The campaign sparked howls of protest from the RSL and the public. Following direct intervention from Minister for Veterans’ Affairs, Michael Rolandson, Woolworths pulled the campaign and issued an apology. Such was the public backlash, CarrSpace temporarily deactivated its Twitter account to protect staff from abusive tweets.
How did this campaign go so spectacularly wrong?
Use of the word Anzac for commercial gain
Use of the word ‘Anzac’ is governed by the Protection of Word ‘Anzac’ Act 1920 and Protection of Word ‘Anzac’ Regulations. The Regulations state that:
“No person may use the word ‘Anzac’, or any word resembling it, in connection with any trade, business, calling or profession or in connection with any entertainment or any lottery or art union or as the name or part of a name of any private residence, boat, vehicle of charitable or other institution, or other institution, or any building without the authority of the Minister for Veterans’ Affairs”
There are very few exceptions to the rule – for example, approval is generally given for use in connection with Anzac Biscuits (provided the biscuit conforms to the traditional recipe and shape), and as part of a business name, if that business is situated on a street/road with ‘Anzac’ in its name (eg Anzac Avenue Milk Bar).
Failure to comply with the Act or Regulations may lead to fines of up to $10,200 for individuals, $51,000 for bodies corporate, and up to 2 years’ imprisonment (for very serious breaches).
Wooloworths took the view that permission was not required, given the work it already does with the RSL. The Minister’s position is that permission would not have been granted, had it been sought.
How could this situation have been avoided?
This is an excellent example of why it’s highly advisable to have marketing campaigns reviewed by lawyers who are ‘all over’ marketing law. That the word ‘Anzac’ is protected by legislation is fairly obscure, and not likely to be known by many. But it’s not always about the law – a commercially savvy marketing lawyer will know to think outside the box, and consider whether there are ancillary issues to consider (eg public perception, how likely it is the campaign will be hijacked and to what extent).

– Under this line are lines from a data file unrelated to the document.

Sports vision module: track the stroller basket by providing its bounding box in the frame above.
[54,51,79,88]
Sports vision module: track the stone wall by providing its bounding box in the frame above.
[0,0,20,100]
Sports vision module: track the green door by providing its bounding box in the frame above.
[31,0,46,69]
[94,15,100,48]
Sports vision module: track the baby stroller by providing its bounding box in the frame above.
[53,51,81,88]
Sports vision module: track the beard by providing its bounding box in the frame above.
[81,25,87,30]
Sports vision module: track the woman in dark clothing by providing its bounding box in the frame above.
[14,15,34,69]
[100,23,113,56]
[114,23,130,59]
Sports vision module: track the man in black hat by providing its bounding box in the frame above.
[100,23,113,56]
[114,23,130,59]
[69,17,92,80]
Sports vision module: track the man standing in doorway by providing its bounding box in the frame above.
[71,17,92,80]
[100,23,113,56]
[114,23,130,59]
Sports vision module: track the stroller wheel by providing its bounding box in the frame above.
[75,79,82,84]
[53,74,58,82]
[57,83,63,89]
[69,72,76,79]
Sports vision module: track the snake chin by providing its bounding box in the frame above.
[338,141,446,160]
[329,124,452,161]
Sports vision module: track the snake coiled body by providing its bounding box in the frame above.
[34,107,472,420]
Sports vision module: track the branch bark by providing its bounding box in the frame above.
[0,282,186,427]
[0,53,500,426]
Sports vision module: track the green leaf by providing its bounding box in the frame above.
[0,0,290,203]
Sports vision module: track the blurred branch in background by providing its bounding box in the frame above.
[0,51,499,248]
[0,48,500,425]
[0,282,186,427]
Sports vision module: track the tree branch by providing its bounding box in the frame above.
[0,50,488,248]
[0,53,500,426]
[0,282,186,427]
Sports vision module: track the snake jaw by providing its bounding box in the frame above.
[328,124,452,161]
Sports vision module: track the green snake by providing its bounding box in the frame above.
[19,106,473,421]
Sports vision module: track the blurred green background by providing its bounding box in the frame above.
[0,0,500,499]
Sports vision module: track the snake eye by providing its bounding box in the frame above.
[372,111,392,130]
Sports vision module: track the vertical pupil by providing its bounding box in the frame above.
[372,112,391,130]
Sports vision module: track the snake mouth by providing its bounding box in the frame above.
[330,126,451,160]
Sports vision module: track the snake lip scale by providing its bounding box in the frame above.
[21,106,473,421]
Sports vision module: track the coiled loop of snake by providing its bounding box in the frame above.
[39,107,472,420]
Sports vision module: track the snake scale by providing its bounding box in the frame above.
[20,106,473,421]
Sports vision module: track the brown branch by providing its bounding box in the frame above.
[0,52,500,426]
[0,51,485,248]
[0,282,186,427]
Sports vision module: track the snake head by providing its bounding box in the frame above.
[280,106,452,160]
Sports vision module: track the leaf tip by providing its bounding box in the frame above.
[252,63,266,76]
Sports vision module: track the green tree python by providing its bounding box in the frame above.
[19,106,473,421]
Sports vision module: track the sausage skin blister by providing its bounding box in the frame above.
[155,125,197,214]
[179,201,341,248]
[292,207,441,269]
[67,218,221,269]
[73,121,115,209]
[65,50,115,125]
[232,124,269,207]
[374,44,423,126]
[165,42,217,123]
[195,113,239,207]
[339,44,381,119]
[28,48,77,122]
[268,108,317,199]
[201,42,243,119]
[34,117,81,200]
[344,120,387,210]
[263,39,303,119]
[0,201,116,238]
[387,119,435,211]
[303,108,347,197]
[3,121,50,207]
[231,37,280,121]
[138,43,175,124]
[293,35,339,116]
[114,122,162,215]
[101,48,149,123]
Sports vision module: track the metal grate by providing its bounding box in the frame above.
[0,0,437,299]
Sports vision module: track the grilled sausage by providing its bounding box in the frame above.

Could the campaign have succeeded another way? Perhaps if the message from Woolworths included a statement that profits from sales (conducted on a certain day, or in connection with certain products) would be donated to the RSL and/or Legacy, the campaign may have been more readily accepted by the public. Or perhaps the message could have included a call to donate to the RSL/Legacy for its ongoing work in supporting veterans and their families.
As is stands, public perception was that a multi-billion dollar conglomerate sought to commercialise what is (to many) a sacred commemoration.